Justin had tried to interrupt at various points in this tirade but now he only said, with a frown, “Ghosts? Delamere Hall has never been haunted to my knowledge.”
“Or to mine,” said Chloe, her mood lightened by having released some of her annoyance. “But there have been strange noises in the night. Disturbances to furniture and particularly to the cellars. As the chimney of my room passes down by the storage rooms, I have been awakened sometimes by noises. It isn’t only I who hear them, either. I usually find Grandmama, who is a light sleeper, there ahead of me. Twice the pantries were found in disarray and,” she said forcefully, “I assure you we do not have rats.”
He looked sharply at her, but his voice was casual as he said, “I didn’t know ghosts were interested in turnips and potatoes.”
“Nor did I. This one seems mainly interested in apples.
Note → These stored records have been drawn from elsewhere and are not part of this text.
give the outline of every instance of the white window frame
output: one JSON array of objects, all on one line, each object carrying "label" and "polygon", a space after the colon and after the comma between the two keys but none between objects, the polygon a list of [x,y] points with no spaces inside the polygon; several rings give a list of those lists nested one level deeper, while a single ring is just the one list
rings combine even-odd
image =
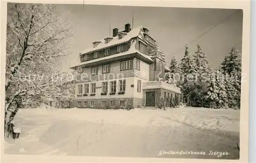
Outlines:
[{"label": "white window frame", "polygon": [[108,92],[108,82],[102,82],[102,93],[104,93],[105,92]]},{"label": "white window frame", "polygon": [[84,101],[83,102],[83,105],[84,106],[88,106],[88,101]]},{"label": "white window frame", "polygon": [[106,101],[102,101],[102,106],[106,106]]},{"label": "white window frame", "polygon": [[105,55],[108,56],[110,54],[110,49],[105,50]]},{"label": "white window frame", "polygon": [[96,94],[96,83],[91,83],[91,94]]},{"label": "white window frame", "polygon": [[143,53],[145,53],[146,51],[146,46],[142,43],[140,43],[140,51]]},{"label": "white window frame", "polygon": [[123,45],[117,46],[117,53],[122,52],[123,51]]},{"label": "white window frame", "polygon": [[121,70],[133,69],[133,60],[129,60],[121,62]]},{"label": "white window frame", "polygon": [[88,54],[86,54],[83,56],[83,61],[88,61],[88,60],[89,60],[89,55]]},{"label": "white window frame", "polygon": [[102,73],[108,73],[110,72],[110,64],[103,65],[102,67]]},{"label": "white window frame", "polygon": [[94,106],[94,101],[91,101],[91,104],[91,104],[91,106]]},{"label": "white window frame", "polygon": [[83,84],[84,88],[84,94],[89,94],[89,84]]},{"label": "white window frame", "polygon": [[92,75],[98,74],[98,66],[92,67]]},{"label": "white window frame", "polygon": [[140,70],[140,61],[138,59],[135,60],[135,69]]},{"label": "white window frame", "polygon": [[112,81],[110,82],[110,90],[111,92],[116,92],[116,81]]},{"label": "white window frame", "polygon": [[141,80],[138,80],[137,82],[137,92],[140,93],[141,92]]},{"label": "white window frame", "polygon": [[159,61],[159,71],[161,72],[162,71],[162,67],[163,67],[163,62],[162,61]]},{"label": "white window frame", "polygon": [[78,95],[82,94],[82,84],[78,84]]},{"label": "white window frame", "polygon": [[119,80],[119,91],[125,91],[125,80]]},{"label": "white window frame", "polygon": [[93,58],[97,58],[99,56],[99,52],[95,52],[94,53],[94,55],[93,56]]},{"label": "white window frame", "polygon": [[81,104],[82,104],[82,102],[81,101],[78,101],[77,102],[77,106],[81,106]]},{"label": "white window frame", "polygon": [[110,101],[110,106],[114,106],[115,105],[115,101]]}]

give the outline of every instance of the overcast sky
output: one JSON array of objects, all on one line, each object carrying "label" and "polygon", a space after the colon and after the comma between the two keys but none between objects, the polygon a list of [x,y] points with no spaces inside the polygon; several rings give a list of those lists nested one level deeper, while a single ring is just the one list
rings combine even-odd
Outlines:
[{"label": "overcast sky", "polygon": [[134,27],[148,29],[168,65],[173,56],[182,58],[186,43],[191,54],[200,43],[212,67],[219,66],[232,46],[242,50],[242,10],[88,5],[57,5],[57,9],[62,13],[60,19],[76,25],[72,31],[72,53],[63,64],[67,67],[75,64],[79,53],[91,47],[92,42],[109,35],[110,20],[111,35],[113,28],[132,25],[133,10]]}]

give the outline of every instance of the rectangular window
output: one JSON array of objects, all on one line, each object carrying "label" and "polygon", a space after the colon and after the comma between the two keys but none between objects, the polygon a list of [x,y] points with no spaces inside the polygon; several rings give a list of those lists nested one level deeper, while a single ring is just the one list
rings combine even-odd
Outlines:
[{"label": "rectangular window", "polygon": [[108,49],[105,50],[105,55],[107,56],[110,54],[110,49]]},{"label": "rectangular window", "polygon": [[121,70],[129,69],[132,68],[133,68],[132,60],[121,62]]},{"label": "rectangular window", "polygon": [[108,92],[108,82],[102,82],[102,93]]},{"label": "rectangular window", "polygon": [[92,75],[98,74],[98,67],[92,67]]},{"label": "rectangular window", "polygon": [[123,45],[120,45],[117,46],[117,53],[121,52],[123,51]]},{"label": "rectangular window", "polygon": [[163,66],[163,63],[161,61],[159,61],[159,71],[162,71],[162,67]]},{"label": "rectangular window", "polygon": [[94,53],[94,56],[93,56],[93,58],[98,58],[98,56],[99,56],[99,52],[95,52]]},{"label": "rectangular window", "polygon": [[91,106],[94,106],[94,101],[91,101]]},{"label": "rectangular window", "polygon": [[111,105],[111,106],[113,106],[114,105],[115,105],[115,101],[111,101],[111,103],[110,103],[110,105]]},{"label": "rectangular window", "polygon": [[141,92],[141,81],[138,80],[137,84],[137,92]]},{"label": "rectangular window", "polygon": [[102,106],[106,106],[106,101],[102,101]]},{"label": "rectangular window", "polygon": [[119,80],[119,91],[125,91],[125,80]]},{"label": "rectangular window", "polygon": [[86,54],[83,56],[83,61],[87,61],[88,60],[89,60],[89,55],[88,54]]},{"label": "rectangular window", "polygon": [[135,68],[136,69],[138,69],[138,70],[140,70],[140,62],[139,60],[138,60],[138,59],[136,59],[136,66],[135,66]]},{"label": "rectangular window", "polygon": [[88,94],[89,93],[89,84],[84,84],[84,94]]},{"label": "rectangular window", "polygon": [[82,104],[82,102],[81,101],[78,101],[78,102],[77,103],[77,106],[80,106],[81,104]]},{"label": "rectangular window", "polygon": [[143,53],[145,53],[146,48],[145,47],[145,45],[143,45],[142,43],[140,44],[140,50],[141,52]]},{"label": "rectangular window", "polygon": [[96,83],[91,83],[91,93],[96,94]]},{"label": "rectangular window", "polygon": [[110,72],[110,64],[103,65],[103,73],[108,73]]},{"label": "rectangular window", "polygon": [[88,101],[84,101],[84,106],[88,106]]},{"label": "rectangular window", "polygon": [[78,94],[79,95],[82,94],[82,84],[78,85]]},{"label": "rectangular window", "polygon": [[124,103],[124,101],[120,101],[120,106],[123,106],[123,104]]},{"label": "rectangular window", "polygon": [[110,92],[115,92],[116,91],[116,81],[110,82]]}]

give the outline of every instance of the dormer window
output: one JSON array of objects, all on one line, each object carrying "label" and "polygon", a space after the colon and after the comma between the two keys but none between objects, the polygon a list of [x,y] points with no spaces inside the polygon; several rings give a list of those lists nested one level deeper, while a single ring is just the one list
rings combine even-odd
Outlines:
[{"label": "dormer window", "polygon": [[146,38],[146,40],[150,42],[151,42],[151,43],[152,43],[153,44],[155,44],[155,41],[152,38],[150,38],[150,36],[146,35],[145,38]]},{"label": "dormer window", "polygon": [[110,54],[110,49],[108,49],[105,50],[105,55],[107,56]]},{"label": "dormer window", "polygon": [[94,53],[94,55],[93,56],[93,58],[98,58],[98,56],[99,56],[99,52],[95,52]]},{"label": "dormer window", "polygon": [[123,51],[123,45],[117,46],[117,53],[121,52]]},{"label": "dormer window", "polygon": [[82,62],[84,62],[88,60],[89,60],[89,55],[88,54],[86,54],[85,55],[83,56],[83,57],[82,58]]},{"label": "dormer window", "polygon": [[140,43],[140,51],[143,53],[145,53],[146,51],[146,47],[141,43]]}]

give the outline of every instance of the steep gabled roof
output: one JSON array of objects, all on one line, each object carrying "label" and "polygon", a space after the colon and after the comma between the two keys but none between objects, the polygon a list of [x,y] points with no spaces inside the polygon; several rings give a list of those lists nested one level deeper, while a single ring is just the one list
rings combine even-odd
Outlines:
[{"label": "steep gabled roof", "polygon": [[142,28],[142,26],[134,28],[131,30],[126,35],[124,36],[123,38],[120,39],[119,39],[118,36],[116,36],[108,43],[105,43],[104,39],[102,39],[101,40],[101,43],[99,43],[96,47],[87,49],[81,52],[79,54],[80,55],[82,55],[129,41],[131,39],[137,37],[139,35]]}]

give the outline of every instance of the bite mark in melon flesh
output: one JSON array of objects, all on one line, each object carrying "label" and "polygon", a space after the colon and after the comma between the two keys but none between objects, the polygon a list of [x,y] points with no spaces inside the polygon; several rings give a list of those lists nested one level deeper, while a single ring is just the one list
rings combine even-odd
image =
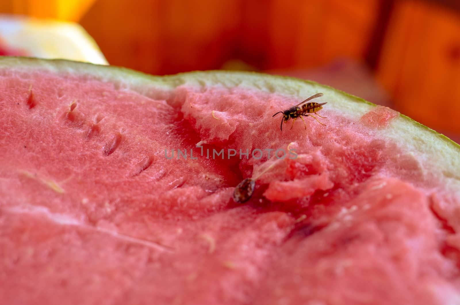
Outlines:
[{"label": "bite mark in melon flesh", "polygon": [[[0,86],[9,304],[460,297],[458,147],[391,110],[294,79],[25,59],[0,60]],[[320,92],[327,126],[279,130],[274,113]]]}]

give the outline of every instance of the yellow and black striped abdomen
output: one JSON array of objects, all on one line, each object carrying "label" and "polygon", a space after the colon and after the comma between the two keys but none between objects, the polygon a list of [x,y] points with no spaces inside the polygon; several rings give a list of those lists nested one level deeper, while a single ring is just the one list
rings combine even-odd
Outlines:
[{"label": "yellow and black striped abdomen", "polygon": [[317,103],[307,103],[302,106],[302,109],[307,113],[314,113],[322,109]]}]

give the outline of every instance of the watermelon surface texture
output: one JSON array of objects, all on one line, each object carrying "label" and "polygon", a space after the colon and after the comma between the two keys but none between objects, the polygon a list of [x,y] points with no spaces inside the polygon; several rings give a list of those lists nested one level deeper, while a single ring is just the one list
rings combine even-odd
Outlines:
[{"label": "watermelon surface texture", "polygon": [[[459,147],[394,111],[294,78],[20,58],[0,90],[2,304],[460,304]],[[319,92],[326,126],[282,131]]]}]

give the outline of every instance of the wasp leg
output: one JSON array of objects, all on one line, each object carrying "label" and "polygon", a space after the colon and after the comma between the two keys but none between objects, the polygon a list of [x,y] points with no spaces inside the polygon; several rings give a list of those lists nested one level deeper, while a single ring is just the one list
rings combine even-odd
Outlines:
[{"label": "wasp leg", "polygon": [[[310,117],[314,117],[314,118],[315,118],[315,120],[316,120],[316,121],[318,121],[318,119],[317,119],[317,118],[316,118],[316,117],[315,117],[314,116],[312,116],[312,115],[311,115],[311,114],[310,115]],[[326,124],[323,124],[322,123],[321,123],[321,122],[320,122],[319,121],[318,121],[318,123],[319,123],[320,124],[321,124],[321,125],[324,125],[324,126],[326,126]]]},{"label": "wasp leg", "polygon": [[302,121],[304,122],[304,126],[305,126],[305,129],[307,129],[307,125],[305,125],[305,121],[304,120],[304,118],[302,117],[302,116],[300,116],[300,118],[302,119]]},{"label": "wasp leg", "polygon": [[294,122],[295,122],[295,120],[297,119],[297,118],[296,117],[295,118],[294,118],[292,120],[292,125],[291,125],[291,129],[292,129],[292,128],[294,127]]}]

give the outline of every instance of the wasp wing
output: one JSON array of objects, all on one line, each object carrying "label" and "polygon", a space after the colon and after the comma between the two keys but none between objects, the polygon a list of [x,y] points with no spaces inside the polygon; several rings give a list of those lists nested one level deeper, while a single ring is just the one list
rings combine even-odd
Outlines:
[{"label": "wasp wing", "polygon": [[308,102],[310,100],[313,100],[313,99],[316,99],[317,97],[319,97],[320,96],[323,96],[323,94],[322,93],[317,93],[316,94],[315,94],[314,95],[312,95],[309,98],[308,98],[308,99],[307,99],[306,100],[305,100],[304,101],[303,101],[303,102],[302,102],[301,103],[299,103],[299,104],[298,104],[297,105],[296,105],[295,106],[294,106],[294,107],[297,107],[299,105],[301,105],[301,104],[302,104],[304,103],[305,103],[306,102]]}]

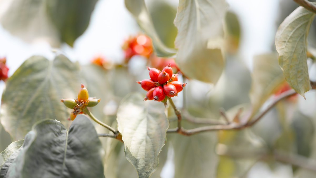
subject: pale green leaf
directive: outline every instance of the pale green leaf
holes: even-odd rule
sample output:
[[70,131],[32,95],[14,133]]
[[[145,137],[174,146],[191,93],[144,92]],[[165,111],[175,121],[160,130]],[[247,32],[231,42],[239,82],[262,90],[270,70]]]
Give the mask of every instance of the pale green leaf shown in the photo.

Shades of Adam and Eve?”
“I think I would be more likely to look for a dishonest servant than a spirit,” he suggested. “Are any of the servants new?”
“No,” said Chloe. Then added, “Well, Matthew, the footman, has not been with us long. Delamere had been without a footman for a while, since Stephen was so rarely in residence and never entertained here. Uncle George hired him. I think Matthew was recommended by George’s old friend, Humphrey Macy. Macy spent a lot of time at Delamere after George inherited. I was very grateful for it. For one thing he has a normal share of sense, and George would listen to him.”
The road had swung away from the coast, and ran now between hedges. Soon it would pass the driveway to the Hall.